In the Footsteps of Harvey Milk

Perhaps one of the most moving and inspirational films I have seen over the last couple of years is “Milk”. The story of community activist turned City Supervisor Harvey Milk who was assassinated in San Francisco in 1978 . Milk was by all accounts a strong and effective community organizer within San Francisco's lesbian,gay, bisexual and transgendered community at a time when much prejudice and discrimination existed across the United States. The Castro district became a safe haven for many including Harvey Milk who effectively mobilised members of his own community and formed alliances with other communities to fight for equality in the city. 




Today this legacy lives on in San Francisco with an estimated LGBT population of around 150,000. Unfortunately the city still attracts a large number of young people on a daily basis who have been thrown out of parental homes or face threats of violence from others in their home communities.  I interviewed Mila Pavlin Community Programs Manager at the San Francisco Center today who gave me a thorough overview of the LGBT community in San Francisco and organizing movements across the city.  The center provides a range of health, employment and advice and guidance services, which are funded by City Hall and are closely monitored, however the Center provides some clear and tangible cost benefit analysis in their work much akin to Social Return on Investment methodologies we have been piloting for some time in Great Yarmouth.

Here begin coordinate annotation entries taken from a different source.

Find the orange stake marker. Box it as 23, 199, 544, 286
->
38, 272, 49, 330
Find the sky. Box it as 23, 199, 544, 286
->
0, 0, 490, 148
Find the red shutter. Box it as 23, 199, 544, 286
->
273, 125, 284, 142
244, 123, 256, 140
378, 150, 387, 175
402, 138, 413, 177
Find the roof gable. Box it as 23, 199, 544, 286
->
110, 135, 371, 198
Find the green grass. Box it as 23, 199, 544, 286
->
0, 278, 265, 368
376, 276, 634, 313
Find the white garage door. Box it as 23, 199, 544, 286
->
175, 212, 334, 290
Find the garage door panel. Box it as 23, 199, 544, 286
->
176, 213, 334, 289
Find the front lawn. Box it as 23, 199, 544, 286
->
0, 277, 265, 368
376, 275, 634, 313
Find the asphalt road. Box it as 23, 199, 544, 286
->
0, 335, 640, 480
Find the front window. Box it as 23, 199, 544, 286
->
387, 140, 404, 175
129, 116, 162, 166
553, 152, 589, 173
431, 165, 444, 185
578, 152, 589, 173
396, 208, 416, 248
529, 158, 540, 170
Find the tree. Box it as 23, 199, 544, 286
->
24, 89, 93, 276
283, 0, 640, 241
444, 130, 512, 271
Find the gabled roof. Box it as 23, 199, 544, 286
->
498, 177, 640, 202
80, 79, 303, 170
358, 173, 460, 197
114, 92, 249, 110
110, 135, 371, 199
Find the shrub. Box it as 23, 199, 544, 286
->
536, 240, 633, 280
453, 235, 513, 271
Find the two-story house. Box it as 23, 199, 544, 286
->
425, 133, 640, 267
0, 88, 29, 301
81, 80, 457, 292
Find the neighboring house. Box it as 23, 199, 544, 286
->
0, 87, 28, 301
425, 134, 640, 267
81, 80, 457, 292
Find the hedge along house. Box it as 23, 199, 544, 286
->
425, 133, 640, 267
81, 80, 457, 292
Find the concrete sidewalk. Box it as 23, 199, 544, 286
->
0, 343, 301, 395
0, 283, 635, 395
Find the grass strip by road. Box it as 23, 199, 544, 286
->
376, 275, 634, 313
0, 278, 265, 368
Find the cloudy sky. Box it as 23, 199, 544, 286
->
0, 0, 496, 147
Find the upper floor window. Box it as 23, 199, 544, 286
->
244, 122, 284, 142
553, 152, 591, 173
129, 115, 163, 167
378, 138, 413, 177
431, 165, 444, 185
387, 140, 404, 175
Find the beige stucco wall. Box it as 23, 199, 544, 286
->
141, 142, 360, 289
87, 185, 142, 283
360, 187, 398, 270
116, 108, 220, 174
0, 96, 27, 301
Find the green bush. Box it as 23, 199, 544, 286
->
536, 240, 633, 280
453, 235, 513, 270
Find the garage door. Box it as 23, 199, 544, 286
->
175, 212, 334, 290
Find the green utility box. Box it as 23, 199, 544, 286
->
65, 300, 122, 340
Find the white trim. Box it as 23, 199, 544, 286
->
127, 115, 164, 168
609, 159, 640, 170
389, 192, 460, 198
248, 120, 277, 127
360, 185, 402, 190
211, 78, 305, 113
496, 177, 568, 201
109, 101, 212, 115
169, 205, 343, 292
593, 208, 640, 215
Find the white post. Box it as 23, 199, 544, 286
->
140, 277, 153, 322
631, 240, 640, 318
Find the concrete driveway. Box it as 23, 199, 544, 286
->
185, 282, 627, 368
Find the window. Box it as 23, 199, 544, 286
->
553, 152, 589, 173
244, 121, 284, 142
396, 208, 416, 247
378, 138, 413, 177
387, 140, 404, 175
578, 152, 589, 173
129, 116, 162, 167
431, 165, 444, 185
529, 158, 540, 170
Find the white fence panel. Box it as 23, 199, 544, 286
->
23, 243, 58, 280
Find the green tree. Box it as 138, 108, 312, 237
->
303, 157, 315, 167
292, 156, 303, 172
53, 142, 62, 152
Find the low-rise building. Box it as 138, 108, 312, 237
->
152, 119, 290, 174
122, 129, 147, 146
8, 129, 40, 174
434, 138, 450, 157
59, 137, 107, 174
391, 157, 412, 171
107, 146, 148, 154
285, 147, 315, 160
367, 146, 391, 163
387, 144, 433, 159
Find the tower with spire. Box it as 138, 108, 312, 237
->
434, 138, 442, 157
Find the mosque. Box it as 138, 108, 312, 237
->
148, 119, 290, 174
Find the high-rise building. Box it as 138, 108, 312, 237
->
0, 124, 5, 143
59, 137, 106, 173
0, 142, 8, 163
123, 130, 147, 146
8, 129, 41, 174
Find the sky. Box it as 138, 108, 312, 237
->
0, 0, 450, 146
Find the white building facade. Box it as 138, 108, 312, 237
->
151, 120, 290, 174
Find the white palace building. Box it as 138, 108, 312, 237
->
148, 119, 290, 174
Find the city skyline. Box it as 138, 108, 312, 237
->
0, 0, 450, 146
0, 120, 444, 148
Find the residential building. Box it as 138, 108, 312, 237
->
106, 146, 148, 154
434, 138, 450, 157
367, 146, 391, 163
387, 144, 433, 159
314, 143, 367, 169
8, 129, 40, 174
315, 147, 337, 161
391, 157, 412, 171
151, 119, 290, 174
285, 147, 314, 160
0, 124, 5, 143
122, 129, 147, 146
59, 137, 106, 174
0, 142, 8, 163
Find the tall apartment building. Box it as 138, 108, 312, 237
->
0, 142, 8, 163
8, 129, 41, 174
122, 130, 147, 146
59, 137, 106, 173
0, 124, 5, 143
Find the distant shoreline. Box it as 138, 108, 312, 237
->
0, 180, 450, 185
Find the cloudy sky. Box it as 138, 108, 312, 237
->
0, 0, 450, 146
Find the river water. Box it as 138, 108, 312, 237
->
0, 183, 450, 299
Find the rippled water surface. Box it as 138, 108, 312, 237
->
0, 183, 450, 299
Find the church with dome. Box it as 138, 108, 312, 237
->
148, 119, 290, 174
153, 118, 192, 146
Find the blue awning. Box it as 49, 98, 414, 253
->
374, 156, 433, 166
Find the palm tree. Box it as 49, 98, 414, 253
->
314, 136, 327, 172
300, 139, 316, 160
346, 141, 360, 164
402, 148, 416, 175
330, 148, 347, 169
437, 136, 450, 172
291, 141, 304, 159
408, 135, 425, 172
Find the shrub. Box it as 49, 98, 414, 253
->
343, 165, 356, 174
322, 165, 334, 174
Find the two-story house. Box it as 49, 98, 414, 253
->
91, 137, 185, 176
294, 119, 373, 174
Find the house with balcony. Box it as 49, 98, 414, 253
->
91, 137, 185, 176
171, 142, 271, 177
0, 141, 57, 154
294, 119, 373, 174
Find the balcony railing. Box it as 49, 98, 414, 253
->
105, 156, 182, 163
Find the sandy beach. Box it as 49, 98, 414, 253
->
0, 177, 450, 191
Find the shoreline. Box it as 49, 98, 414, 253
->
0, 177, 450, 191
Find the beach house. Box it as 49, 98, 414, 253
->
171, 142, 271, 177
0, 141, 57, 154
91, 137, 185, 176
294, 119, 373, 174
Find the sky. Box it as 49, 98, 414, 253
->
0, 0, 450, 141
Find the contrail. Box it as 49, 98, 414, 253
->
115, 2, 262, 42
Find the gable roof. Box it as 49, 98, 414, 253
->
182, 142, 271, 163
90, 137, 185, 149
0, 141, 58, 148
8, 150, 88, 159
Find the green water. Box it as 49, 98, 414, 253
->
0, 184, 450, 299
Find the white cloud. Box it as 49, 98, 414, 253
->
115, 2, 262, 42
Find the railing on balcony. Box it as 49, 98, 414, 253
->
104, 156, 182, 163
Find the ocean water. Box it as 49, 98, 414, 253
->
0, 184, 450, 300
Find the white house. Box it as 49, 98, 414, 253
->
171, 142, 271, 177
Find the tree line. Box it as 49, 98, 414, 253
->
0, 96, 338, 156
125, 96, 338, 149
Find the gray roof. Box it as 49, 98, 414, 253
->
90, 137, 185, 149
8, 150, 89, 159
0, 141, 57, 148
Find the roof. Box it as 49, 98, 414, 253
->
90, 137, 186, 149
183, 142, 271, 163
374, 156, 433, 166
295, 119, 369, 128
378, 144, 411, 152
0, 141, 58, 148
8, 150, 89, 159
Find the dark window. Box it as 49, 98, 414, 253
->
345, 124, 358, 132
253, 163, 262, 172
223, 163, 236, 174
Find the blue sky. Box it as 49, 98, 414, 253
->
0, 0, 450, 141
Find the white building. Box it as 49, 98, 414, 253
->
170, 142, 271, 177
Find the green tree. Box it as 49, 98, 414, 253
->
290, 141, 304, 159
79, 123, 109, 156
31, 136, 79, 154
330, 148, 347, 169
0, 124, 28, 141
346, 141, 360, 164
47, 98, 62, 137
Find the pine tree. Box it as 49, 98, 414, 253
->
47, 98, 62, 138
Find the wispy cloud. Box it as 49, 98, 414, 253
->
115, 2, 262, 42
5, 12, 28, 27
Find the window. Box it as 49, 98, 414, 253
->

The center provides meeting space for a range of community organizing and policy initiatives, which include campaigns around marriage equality (same-sex marriage is no longer permitted in California), employment rights and most recently the repealing of the “Don’t ask, Don’t tell” policy around sexuality in the US military. I will be observing a number of  meetings over the coming weeks to get a feel for this model of direct community action. It is fortunate that this month is also Pride month so there will be a range of activities and events going on throughout the city.



San Francisco is a real hive of community activity and I will be spending time over the next few weeks with churches, the jewish community, an organizing group within the large Latino community and some neighbourhood associations and housing committees. I also have a meeting scheduled with one of the City Supervisors and the City Hall Community Development Division aswell as a meeting with one of the leading founders of the community organizing movement in San Francisco in the 70s. All in all quite a busy schedule. It's also a really, really great city to explore!